Using the Toolbox
The objective of querido-diario-toolbox is to equip Querido Diário’s (QD) community with the tools necessary to conduct their own analyses and data manipulations using data obtained through QD. Additionally, the library will be integrated into the production applications used by Querido Diário, meaning that anyone using the library will be able to locally reproduce the same data processing steps performed by QD.
The library provides many levels of abstractions to work with the data. Ranging from simple text cleaning using strings to converting files from various formats into plain text.
Installing
pip install querido-diario-toolbox
Currently, querido-diario-toolbox is compatible with Python 3.8+.
To perform the text extractions it’s necessary to install Tesseract OCR, as
well as the .jar
files from Apache Tika (last tested version: 1.24.1) and
Tabula (last tested version: v1.0.4) accessible in order to pass their file
paths as arguments.
Use case
More elaborate examples are available in the examples folder. You can view them (and interact if you wish) using Jupyter notebooks.

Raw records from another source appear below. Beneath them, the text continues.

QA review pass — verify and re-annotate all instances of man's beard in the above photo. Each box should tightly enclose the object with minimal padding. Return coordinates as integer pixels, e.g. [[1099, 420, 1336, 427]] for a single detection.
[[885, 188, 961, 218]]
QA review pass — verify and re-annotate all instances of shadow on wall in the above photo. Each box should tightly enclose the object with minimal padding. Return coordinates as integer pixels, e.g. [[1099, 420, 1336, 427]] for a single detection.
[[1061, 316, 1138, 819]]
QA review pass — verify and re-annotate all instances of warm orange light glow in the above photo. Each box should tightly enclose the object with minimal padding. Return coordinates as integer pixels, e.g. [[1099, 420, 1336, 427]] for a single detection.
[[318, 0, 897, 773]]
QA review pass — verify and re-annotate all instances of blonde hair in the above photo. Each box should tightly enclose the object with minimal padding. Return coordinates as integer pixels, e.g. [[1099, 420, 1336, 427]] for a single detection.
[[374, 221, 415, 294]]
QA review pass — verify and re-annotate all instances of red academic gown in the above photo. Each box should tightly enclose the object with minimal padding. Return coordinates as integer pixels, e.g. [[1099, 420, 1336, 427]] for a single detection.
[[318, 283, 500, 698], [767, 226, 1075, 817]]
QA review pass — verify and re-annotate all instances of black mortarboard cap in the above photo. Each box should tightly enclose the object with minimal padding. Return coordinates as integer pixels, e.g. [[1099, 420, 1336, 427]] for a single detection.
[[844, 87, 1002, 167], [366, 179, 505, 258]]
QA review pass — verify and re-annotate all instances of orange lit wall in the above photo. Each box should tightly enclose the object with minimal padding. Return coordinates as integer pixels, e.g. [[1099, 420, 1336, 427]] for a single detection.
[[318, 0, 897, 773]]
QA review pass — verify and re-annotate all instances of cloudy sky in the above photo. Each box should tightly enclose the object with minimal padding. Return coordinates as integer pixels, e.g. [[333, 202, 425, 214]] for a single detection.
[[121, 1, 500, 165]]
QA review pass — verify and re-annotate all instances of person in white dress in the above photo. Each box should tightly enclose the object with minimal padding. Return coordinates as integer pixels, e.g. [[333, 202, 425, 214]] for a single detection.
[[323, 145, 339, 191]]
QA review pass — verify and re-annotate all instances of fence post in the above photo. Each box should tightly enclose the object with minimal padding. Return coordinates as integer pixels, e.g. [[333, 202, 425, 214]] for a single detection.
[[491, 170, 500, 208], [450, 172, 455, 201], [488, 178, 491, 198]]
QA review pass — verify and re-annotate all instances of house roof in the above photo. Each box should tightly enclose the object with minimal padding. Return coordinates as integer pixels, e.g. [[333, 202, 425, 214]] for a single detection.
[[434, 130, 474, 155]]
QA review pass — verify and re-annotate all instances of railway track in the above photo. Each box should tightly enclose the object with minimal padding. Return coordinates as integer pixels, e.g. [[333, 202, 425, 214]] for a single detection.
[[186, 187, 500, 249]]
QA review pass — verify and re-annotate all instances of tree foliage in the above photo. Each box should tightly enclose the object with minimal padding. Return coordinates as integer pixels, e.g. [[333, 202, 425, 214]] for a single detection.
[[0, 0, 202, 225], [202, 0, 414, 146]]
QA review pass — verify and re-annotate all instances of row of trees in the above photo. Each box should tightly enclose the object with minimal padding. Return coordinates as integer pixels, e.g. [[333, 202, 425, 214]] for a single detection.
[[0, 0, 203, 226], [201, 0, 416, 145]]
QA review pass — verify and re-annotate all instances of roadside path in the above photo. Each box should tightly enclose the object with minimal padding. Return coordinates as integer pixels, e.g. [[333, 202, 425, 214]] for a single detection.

Removing unnecessary spaces in text
from querido_diario_toolbox.process.text_process import remove_breaks
texto = "\n\n\nThis text has many white spaces\n\n \nunnecessary.\n"
remove_breaks(texto)
'This text has many white spaces unnecessary.'
Finding valid CNPJs in text
from querido_diario_toolbox.process.edition_process import extract_and_validate_cnpj
texto = "The companies with valid CNPJs 00.000.000/0001-91 and 00.360.305/0001-04 exist, but the one with CNPJ 12.123.123/1234.12 does not exist..."
extract_and_validate_cnpj(texto)
['00.000.000/0001-91', '00.360.305/0001-04']
Converting file from closed format to plain text and extracting metadata
from querido_diario_toolbox import Gazette
from querido_diario_toolbox.etl.text_extractor import create_text_extractor
config = {"apache_tika_jar": "caminho/apache/tika/jar/tika-app-1.24.1.jar"}
extrator = create_text_extractor(config)
diario = Gazette(filepath="caminho/diario/fechado/diario.pdf")
extrator.extract_text(diario)
extrator.extract_metadata(diario)
extrator.load_content(diario)
After the execution of extrator.load_content(diario)
, two files (a .txt
with pure text and a .json
with metadata) will be created.